3.23 Among respondents expressing support for a transitional relief scheme, some commented that, in principle, they were not in favour of transitional relief for non-domestic rates. However, given the current economic climate and the two-year delay in revaluation, they felt a transitional scheme was necessary at this time. This group advocated more frequent revaluations, or a mechanism for monitoring and adjusting rateable values in sectors where costs and revenues change dramatically between revaluations to avoid the need for transitional relief in future. One private sector umbrella organisation highlighted a specific example in relation to Aberdeen: it was suggested that property values assessed in spring 2015 (the tone date for the 2017 revaluation) were likely to be no longer valid given the recent dramatic changes in the economy of Aberdeen. This respondent suggested that, even if transitional relief is introduced, it may not entirely mitigate the adverse impact on Aberdeen businesses of substantial rates increases.

3.24 Some respondents in both groups ( i.e. those in favour of transitional relief and those opposing it) expressed support for the idea of 'upward phasing' for those ratepayers facing particularly large increases to their rates bill ( i.e. increases 'beyond the norm') but, crucially, they did not think this should be subsidised by ratepayers whose properties had been revalued at a lower level. Alternative options for funding transitional relief were suggested:

  • Large increases in rates should be dealt with on a case-by-case basis using existing relief schemes (including hardship and discretionary powers available under the Community Empowerment (Scotland) Act 2015)
  • Rates relief should be funded by the Scottish Government (not other businesses) as a practical way to support economic growth, and because of the increased liability which has resulted from the postponement of the 2015 revaluation.

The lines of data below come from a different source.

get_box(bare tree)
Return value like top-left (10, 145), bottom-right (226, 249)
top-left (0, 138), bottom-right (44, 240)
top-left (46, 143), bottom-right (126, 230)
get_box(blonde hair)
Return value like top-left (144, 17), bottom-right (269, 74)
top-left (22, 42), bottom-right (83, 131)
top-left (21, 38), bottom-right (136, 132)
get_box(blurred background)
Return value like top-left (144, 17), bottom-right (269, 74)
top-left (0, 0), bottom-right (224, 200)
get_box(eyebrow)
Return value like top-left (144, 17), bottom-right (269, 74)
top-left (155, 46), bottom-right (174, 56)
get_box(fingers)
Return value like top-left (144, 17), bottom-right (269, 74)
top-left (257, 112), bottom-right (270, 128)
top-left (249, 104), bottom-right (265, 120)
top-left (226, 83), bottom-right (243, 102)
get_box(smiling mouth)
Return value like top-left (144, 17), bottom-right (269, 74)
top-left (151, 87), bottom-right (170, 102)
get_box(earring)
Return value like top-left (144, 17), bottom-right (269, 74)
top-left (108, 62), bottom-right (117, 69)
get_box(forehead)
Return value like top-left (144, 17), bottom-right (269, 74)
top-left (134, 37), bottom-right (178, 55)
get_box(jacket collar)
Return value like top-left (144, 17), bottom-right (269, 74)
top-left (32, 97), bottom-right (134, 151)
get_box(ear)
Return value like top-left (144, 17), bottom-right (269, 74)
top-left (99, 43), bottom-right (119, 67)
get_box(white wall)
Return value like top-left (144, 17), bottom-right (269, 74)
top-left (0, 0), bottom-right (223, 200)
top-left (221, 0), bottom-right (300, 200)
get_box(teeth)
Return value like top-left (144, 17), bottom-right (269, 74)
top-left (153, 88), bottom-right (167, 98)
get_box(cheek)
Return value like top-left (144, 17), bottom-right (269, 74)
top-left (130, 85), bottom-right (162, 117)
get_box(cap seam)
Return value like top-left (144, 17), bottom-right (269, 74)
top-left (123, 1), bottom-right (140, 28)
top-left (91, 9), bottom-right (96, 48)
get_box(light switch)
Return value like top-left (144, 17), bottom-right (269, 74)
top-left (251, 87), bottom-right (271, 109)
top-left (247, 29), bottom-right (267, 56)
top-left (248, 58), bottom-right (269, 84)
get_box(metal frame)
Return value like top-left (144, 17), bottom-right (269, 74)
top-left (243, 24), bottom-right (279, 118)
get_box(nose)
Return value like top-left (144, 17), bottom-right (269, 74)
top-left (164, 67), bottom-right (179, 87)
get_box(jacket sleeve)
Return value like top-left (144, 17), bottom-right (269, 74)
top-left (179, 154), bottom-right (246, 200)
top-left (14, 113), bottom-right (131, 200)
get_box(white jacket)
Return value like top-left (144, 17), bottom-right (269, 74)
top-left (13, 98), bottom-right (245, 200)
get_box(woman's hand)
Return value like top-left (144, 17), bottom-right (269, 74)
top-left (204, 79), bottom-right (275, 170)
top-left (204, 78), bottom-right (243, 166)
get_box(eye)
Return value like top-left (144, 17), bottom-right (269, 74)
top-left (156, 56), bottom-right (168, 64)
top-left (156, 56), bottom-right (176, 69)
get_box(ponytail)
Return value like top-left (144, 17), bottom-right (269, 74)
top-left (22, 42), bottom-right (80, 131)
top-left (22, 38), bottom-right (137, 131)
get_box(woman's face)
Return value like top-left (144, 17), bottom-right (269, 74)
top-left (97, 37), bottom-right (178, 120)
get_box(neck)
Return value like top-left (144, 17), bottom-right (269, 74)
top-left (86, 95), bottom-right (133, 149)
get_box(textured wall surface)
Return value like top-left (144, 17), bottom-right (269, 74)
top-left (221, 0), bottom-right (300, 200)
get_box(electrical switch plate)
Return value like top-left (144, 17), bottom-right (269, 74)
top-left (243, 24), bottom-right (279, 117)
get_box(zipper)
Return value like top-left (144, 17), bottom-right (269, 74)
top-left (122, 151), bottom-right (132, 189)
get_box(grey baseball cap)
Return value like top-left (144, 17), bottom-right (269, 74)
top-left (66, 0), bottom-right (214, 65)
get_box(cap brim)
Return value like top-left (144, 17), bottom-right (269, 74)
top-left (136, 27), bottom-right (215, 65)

3.25 It was suggested that any reliefs or exemptions relating to non-domestic rates should be underpinned by a clear and co-ordinated government policy, and should be thoroughly costed and risk assessed before implementation. It was further suggested that any relief or exemption should adhere to European 'State Aid' rules.

3.26 NHS respondents were unanimously in favour of a transitional relief scheme, and said that, should it be introduced, the following issues should also be addressed:

  • Transitional relief should be applied to the property, not the occupier. An example would be if a health centre is occupied by a primary care practice, which subsequently vacates the property. If the NHS Board takes over the running of the centre, any transitional relief received by the former occupier should continue to be received by the NHS Board.
  • New NHS properties are currently being constructed. If transitional relief only applies to existing properties (those in place as of 1 April 2017), then properties under construction and completed after this date could be paying substantially more in rates compared to similar properties. There was concern that these new properties could be faced with the requirement to fund a transitional relief scheme while receiving no relief themselves, due to the timing of their completion. [5]

General comments

3.27 Respondents made a range of more general comments.

  • As noted above, some respondents stated that they found it difficult to assess the impact of options set out in the consultation document without knowledge of the draft rateable values. It was also noted that announcements about the rates poundage, the large business supplement and other reliefs are unlikely to be made until the autumn budget in December. There were frequent calls for any decisions about transitional arrangements to be delayed until further information is available on all these issues.
  • It was noted that rates reliefs and exemptions can have unintended consequences. For example, it was suggested that where rates are low, rents are often high as a result. Thus, it can be the landlord of the property rather than the occupier who receives the benefit of rating reliefs as they are able to take advantage of the situation by increasing rents.